People taking antipsychotic medication for schizophrenia or manic episodes in bipolar disorder often list weight gain as one of the most common and debilitating adverse reactions to treatment, and a generically-available drug called olanzapine – originally developed and sold by Eli Lilly as Zyprexa – is considered to be one of the worst culprits.

Dublin-based Alkermes has developed a new formulation of olanzapine in combination with another drug called samidorphan – called ALKS 3831 – that in the ENLIGHTEN-2 study reported this week was significantly less likely to cause weight gain compared to olanzapine alone.

It’s the second late-stage trial to back the drug’s profile after a positive readout last year, and Alkermes is now planning to file for approval in the US in the middle of next year. The earlier trial was too short to show an effect on weight gain however, but did show that the combination therapy matched olanzapine for efficacy.

The big questions for the company are whether the FDA will require an advisory committee to review the data and – if it gets approved – if the data is sufficiently compelling to persuade doctors to prescribe and insurers to cover a new, premium product over cheap generic alternatives.

In the study, ALKS 3831 met its main efficacy objective, with patients in the olanzapine group having a  57% higher weight gain on average at six months. In absolute terms there was a 6.59% increase with the generic, and a 4.21% increase for Alkermes’ drug.

The study also found that a lower proportion of patients on ALKS 3831 gained 10% or more of their baseline body weight at six months compared to the olanzapine group, at 17.8% and 29.8%, respectively. A secondary measure of the proportion of patients who experienced a 7% weight gain at six months also came out in favour of Alkermes’ drug, at 27.5% versus 42.7% for olanzapine.

The most common adverse events in the ALKS 3831-treated patients were weight gain, to be expected given the inclusion of olanzapine in the product, as well as somnolence and dry mouth.

Alkermes’ chief medical officer Craig Hopkinson says the results are “unequivocal” and reveal a “clinically meaningful, differentiated weight profile for ALKS 3831 compared to olanzapine,” although investors didn’t seem wholly convinced with shares in the company closing down by 3%.
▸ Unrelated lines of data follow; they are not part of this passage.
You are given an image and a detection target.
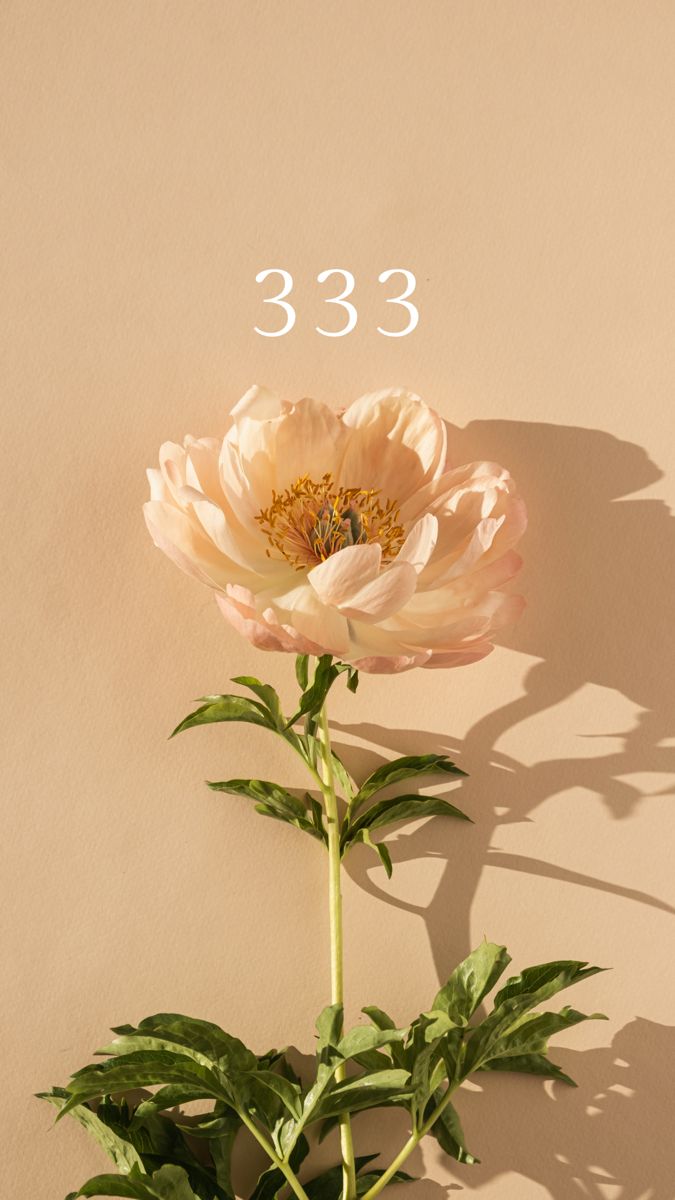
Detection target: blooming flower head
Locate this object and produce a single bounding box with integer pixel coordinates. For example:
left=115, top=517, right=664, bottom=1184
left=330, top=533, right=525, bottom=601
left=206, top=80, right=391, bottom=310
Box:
left=144, top=388, right=526, bottom=672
Alkermes needs some good news from its pipeline after its depression drug ALKS 5461 was voted down by an FDA advisory committee earlier this month, putting more pressure on ALKS 3831 to deliver. Just like ALKS 3831, the product combines an active ingredient (buprenorphine in this case) with samidorphan to fend off side effects.

Zyprexa had peak sales of around $5 billion before it lost patent protection, but analysts don’t expect Alkermes’ drug to scale those heights, with estimates typically coming in around the $500 million to $1 billion range.